Percebemos também que o transporte é essencial para a própria organização popular. Toda ideia coletiva, todo sonho, toda problematização que é social, é feita e difundida a partir de encontros. Em uma cidade feita para segregar, onde o tempo de deslocamento é grande e a tarifa é alta, o encontro se torna difícil, pois ir a uma manifestação, a uma reunião, a uma escola para fazer uma oficina, a uma audiência pública, depende exclusivamente do dinheiro.

Ato contra o aumento das tarifas. Foto: Reprodução na internet

Mobcidades: O transporte como direito social foi inserido na Constituição Federal, mas sabemos para que se torne um direito de fato ainda nos falta um longo caminho. Um dos passos desse caminho é a sua regulamentação. Na opinião do movimento o que precisamos fazer para que isso aconteça?
MPL: Precisamos estimular a organização popular territorialmente no sentido de decidir e demandar do estado o cumprimento de seus próprios projetos de mobilidade, alinhados a vida dessas pessoas e suas necessidades específicas. Toda lei que garante direitos ao povo, só sai do papel se houver pressão e organização popular.
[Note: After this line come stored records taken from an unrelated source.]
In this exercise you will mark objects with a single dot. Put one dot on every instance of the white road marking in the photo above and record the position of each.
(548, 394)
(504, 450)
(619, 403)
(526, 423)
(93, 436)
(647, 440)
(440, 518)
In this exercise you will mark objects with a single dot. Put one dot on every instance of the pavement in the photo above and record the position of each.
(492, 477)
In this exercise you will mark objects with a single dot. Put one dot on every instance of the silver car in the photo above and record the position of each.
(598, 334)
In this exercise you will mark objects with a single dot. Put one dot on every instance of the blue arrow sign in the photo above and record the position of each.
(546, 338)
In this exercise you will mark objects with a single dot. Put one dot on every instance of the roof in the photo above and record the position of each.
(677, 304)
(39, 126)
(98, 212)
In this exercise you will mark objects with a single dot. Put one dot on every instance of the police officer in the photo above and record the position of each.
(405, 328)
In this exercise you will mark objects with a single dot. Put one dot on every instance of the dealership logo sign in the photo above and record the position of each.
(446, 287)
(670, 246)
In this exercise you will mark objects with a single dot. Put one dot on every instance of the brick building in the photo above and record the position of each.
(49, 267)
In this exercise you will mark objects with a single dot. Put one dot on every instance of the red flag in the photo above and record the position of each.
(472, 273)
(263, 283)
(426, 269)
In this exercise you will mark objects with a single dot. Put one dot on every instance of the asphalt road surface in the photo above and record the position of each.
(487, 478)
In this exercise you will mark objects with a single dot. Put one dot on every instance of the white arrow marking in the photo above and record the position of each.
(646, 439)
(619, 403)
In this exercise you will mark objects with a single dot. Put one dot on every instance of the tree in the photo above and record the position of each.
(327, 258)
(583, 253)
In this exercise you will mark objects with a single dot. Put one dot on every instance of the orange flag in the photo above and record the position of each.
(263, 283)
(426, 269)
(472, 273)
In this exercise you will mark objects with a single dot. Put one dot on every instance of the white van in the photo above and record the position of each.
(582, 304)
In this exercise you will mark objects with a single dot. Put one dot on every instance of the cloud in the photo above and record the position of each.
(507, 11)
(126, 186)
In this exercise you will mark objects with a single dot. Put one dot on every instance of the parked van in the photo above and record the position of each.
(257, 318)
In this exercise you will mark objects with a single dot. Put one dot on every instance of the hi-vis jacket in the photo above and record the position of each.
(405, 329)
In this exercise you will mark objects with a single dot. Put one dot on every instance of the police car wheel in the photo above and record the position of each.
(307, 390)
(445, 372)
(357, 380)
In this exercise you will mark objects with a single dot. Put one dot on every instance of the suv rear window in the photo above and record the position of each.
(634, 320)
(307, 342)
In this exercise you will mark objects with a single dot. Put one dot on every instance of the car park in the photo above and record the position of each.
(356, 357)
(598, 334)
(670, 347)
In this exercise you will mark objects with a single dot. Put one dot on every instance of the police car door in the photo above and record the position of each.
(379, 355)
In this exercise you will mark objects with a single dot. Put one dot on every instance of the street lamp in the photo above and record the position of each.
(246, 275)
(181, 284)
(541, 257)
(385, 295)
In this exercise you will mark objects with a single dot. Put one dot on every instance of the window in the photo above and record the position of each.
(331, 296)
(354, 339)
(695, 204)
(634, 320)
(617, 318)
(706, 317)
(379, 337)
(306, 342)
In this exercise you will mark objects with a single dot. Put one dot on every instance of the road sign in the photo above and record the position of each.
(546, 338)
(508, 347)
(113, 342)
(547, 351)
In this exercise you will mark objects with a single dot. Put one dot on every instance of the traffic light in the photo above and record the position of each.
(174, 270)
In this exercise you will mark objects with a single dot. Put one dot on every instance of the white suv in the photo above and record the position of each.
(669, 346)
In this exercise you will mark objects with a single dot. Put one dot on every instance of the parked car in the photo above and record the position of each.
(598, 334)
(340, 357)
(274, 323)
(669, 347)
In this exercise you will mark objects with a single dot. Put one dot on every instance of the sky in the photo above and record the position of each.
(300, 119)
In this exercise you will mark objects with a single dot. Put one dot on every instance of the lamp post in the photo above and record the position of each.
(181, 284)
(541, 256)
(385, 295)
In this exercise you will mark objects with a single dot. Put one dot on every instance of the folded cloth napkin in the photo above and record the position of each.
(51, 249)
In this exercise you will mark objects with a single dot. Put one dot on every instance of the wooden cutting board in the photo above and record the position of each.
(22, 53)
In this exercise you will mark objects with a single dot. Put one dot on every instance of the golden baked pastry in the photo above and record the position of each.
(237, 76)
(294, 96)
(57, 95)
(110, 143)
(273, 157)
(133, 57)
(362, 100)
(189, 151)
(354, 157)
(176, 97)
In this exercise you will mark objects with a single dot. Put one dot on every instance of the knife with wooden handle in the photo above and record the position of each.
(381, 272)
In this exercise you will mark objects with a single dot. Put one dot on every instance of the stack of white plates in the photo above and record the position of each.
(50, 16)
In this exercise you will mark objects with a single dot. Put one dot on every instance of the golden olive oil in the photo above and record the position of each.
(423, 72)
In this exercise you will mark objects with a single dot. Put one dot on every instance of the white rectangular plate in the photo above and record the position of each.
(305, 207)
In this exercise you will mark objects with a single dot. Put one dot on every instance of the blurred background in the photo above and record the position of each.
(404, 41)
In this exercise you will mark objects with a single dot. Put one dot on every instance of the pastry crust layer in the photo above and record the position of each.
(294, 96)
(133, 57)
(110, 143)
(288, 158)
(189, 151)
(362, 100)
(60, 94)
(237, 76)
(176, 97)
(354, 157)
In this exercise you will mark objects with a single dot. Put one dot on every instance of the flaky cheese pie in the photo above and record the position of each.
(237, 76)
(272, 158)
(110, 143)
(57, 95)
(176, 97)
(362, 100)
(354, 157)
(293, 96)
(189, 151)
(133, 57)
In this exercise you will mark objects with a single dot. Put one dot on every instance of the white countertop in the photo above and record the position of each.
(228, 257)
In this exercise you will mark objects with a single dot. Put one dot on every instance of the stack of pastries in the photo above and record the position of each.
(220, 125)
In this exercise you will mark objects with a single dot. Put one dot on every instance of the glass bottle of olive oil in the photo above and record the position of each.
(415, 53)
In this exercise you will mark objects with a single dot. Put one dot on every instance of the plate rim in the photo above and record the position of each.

Entendemos que esse foi o caminho da criação do SUS, por exemplo. Ou seja, precisa ser algo decidido nacionalmente de baixo pra cima, não de cima pra baixo, como as propostas da Frente Nacional de Prefeitos e empresas de ônibus em municipalizar as Contribuições de Intervenção no Domínio Econômico (CIDE).

Além disso, como nos outros direitos sociais, é necessário que seja criado um fundo nacional para financiar o transporte público e a tarifa zero. Alguns municípios não tem arrecadação suficiente para dar conta de subsidiar a tarifa zero no transporte. Mas não basta que esse fundo venha de qualquer imposto. Precisa ser um imposto proporcional à renda das pessoas, coisa que a CIDE, por exemplo, não é.
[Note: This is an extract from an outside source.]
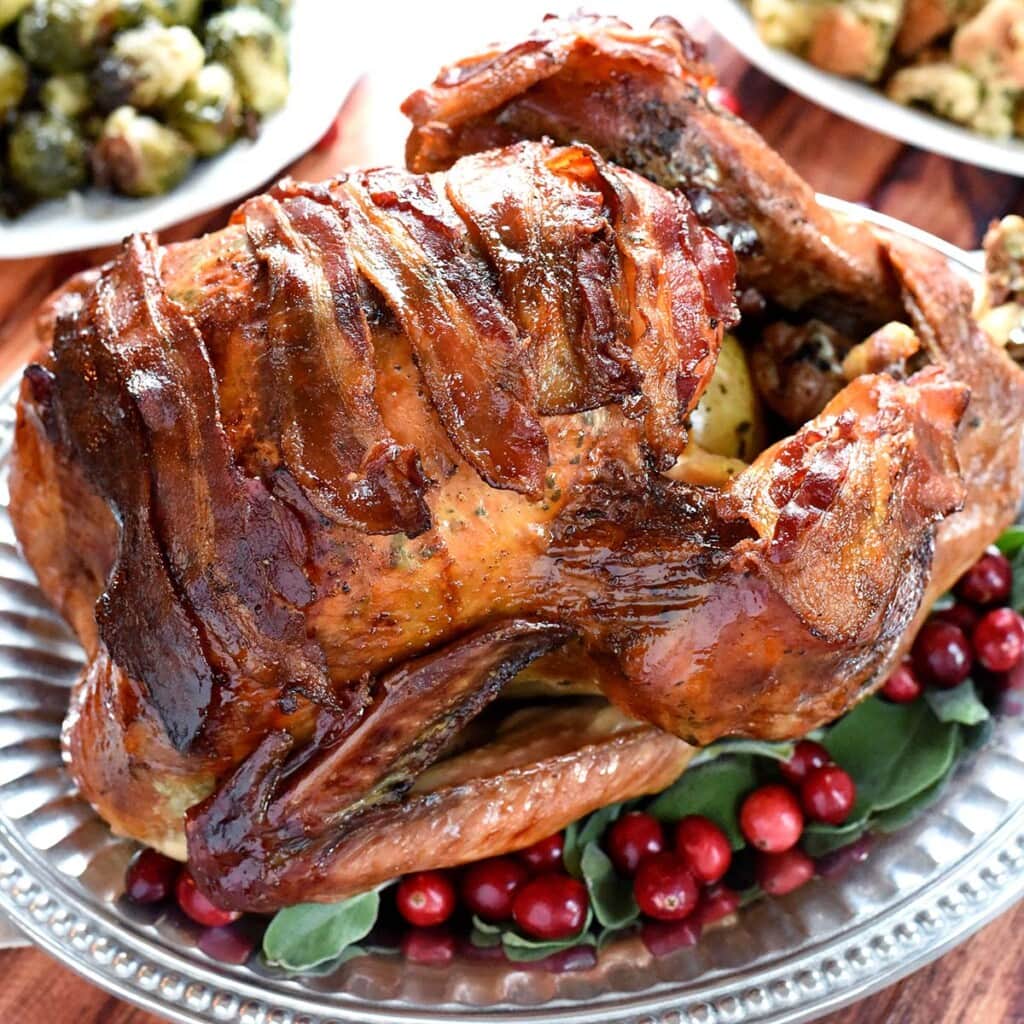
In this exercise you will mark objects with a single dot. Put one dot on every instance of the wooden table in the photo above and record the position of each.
(983, 980)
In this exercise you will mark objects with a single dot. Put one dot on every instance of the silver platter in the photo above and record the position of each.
(921, 892)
Foto: Reprodução de internet

Mobcidades: Como a garantia do transporte como direito social afeta a vida das mulheres?
MPL: O transporte sendo um direito social, como nós o entendemos, é um transporte coletivo gerido através da participação popular direta. Ou seja, a quantidade de ônibus, os percursos e horários que eles circulam devem ser decididos por aqueles que de fato o utilizam. As mulheres são grande parte do usuários do transporte coletivo e sabem que faz toda diferença para sua segurança horários e trajetos. Hoje, quem controla o transporte coletivo são predominantemente homens, políticos, gestores, empresários, técnicos administrativos.

Entendemos que se o transporte é um direito, ele deve ser garantido inclusive nos horários de menos pico. Hoje em dia muitas cidades funcionam 24h e o transporte com segurança na rua não só é necessário, como também é um avanço no que diz respeito a emancipação feminina, que historicamente tem acessado menos os transportes particulares e poderia ter sua mobilidade otimizada (inclusive para trabalho noturno).
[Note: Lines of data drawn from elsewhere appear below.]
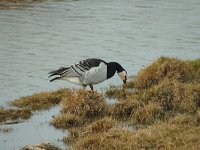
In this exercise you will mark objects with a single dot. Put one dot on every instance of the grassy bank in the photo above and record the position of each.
(157, 109)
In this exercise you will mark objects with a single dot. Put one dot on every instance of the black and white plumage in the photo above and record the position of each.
(89, 72)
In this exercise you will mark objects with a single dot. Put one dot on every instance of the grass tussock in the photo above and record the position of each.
(43, 146)
(98, 126)
(165, 68)
(158, 103)
(117, 93)
(88, 104)
(14, 114)
(174, 134)
(101, 125)
(39, 101)
(123, 110)
(66, 121)
(148, 114)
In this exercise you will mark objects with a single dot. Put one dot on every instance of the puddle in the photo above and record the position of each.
(33, 131)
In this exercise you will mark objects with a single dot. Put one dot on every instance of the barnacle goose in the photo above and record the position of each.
(89, 72)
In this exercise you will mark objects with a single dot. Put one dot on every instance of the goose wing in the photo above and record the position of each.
(75, 70)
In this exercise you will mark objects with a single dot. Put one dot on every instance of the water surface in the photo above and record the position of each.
(40, 37)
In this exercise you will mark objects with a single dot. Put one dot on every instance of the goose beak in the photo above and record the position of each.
(124, 81)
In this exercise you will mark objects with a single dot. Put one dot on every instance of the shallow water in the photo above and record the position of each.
(40, 37)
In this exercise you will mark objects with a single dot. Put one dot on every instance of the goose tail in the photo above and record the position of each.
(59, 73)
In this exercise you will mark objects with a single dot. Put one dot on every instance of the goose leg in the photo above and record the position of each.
(91, 86)
(84, 87)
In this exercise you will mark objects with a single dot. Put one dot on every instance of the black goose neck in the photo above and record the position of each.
(112, 68)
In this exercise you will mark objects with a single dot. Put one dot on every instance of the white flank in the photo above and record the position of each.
(74, 80)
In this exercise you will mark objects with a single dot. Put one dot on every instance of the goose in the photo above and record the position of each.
(89, 72)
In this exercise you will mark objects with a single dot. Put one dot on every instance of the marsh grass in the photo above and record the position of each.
(14, 114)
(117, 93)
(181, 132)
(88, 104)
(163, 101)
(42, 146)
(65, 121)
(42, 100)
(165, 68)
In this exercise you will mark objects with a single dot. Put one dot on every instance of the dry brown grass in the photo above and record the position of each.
(117, 93)
(162, 68)
(42, 146)
(101, 125)
(14, 114)
(174, 134)
(123, 110)
(148, 114)
(43, 100)
(88, 104)
(66, 121)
Outra questão é a superlotação, sempre usada como justificativa para uma série de abusos e assédios machistas. Sabemos que a superlotação é de interesse dos empresários, que querem gastar menos, e por isso colocam menos carros que o necessário para circular, levando o máximo possível de pagantes. Quando a lógica muda e o transporte passa a ser financiado de outra forma, a superlotação deixa de ser lucrativa.

Por fim, com o transporte sendo garantido como direito de fato e sua tarifa extinta, grande parte das mulheres que trabalha de forma autônoma ou com precariedade nos direitos trabalhistas teriam uma possibilidade de melhora orçamentária.